THE baby organ controversy has taken another twist after yet another devastated couple discovered their dead child’s brain was kept without their knowledge – for FIFTEEN years.

Anguished couple Paul Dixon and his partner Melanie Ware, both 31, were just 16-years-old when their baby Jordan died.

But they have now been told their child’s brain was also found at Southampton General Hospital.

Paul said: “It’s terrible to have to go through it all again. We thought we had buried him whole.

“It’s going back to 15 years ago.”

It follows revelations that at least FOUR more mums and dads have learned the brains of their children were stored at Southampton General Hospital without their knowledge.

Paul, who lives in West Moors, Dorset, said he and his partner were told by police officers before Christmas.

He said: “We thought it was just cot death, but to this day we don’t know for sure.

“We felt gutted because it brought everything back up again. We thought we had buried Jordan with everything and we were disgusted.”

The couple, who have since had three daughters, say they have been given no explanation or apology.

Paul said: “It should not have been done. Who can you trust now?”

The couple have now held a service to bury Jordan’s brain with his body. They had to wait two months to bury him 15 years ago.

Another mum, Maria Luke, 58, from Southampton, pictured below, said she could no longer bear to visit the grave of her son Kevin, who died of organ failure in 1995 aged 15, after she discovered the hospital had kept his brain.

She said she contacted the hospital four years after her son died and “cried for days” when she was told her son’s brain was removed in a post-mortem, kept for six weeks and then thrown away.

She said she has not visited his grave for years, adding: “It doesn’t feel like it’s really him there, it feels like a shell.

“His brain is him, it’s his personality, his memories.”

Human tissues and organs are retained in cases where they may be needed for police investigations, but since a change in the law in 2006 relatives must be informed.

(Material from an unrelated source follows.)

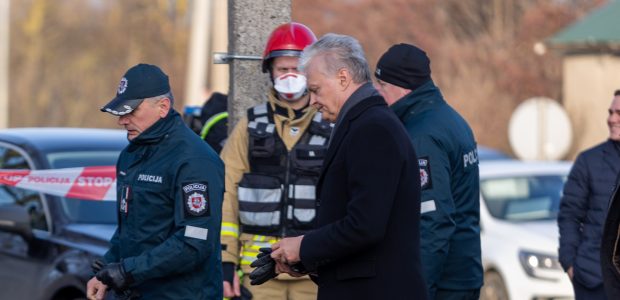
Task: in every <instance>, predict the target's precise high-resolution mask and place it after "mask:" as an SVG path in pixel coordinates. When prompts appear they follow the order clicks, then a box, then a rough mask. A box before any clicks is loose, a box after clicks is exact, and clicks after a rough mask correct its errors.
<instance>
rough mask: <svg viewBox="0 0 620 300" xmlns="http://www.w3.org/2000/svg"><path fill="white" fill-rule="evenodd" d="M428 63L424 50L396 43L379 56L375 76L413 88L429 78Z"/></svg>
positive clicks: (429, 71)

As part of an audit police forces nationwide have been ordered to draw up list of postmortem samples kept in storage.

The Daily Echo revealed Hampshire police kept the body parts from 20 people in storage.

University Hospital Southampton NHS Foundation Trust, which runs the General, said it takes bodies from around the region for post-mortem and is asked by police or the coroner for organs to be retained in ongoing investigations.

A spokesman has told the Daily Echo: “We are asked to hold these specimens (at the request of the police/coroner) until told what they want us to do, for example sensitively dispose or return to families for burial.”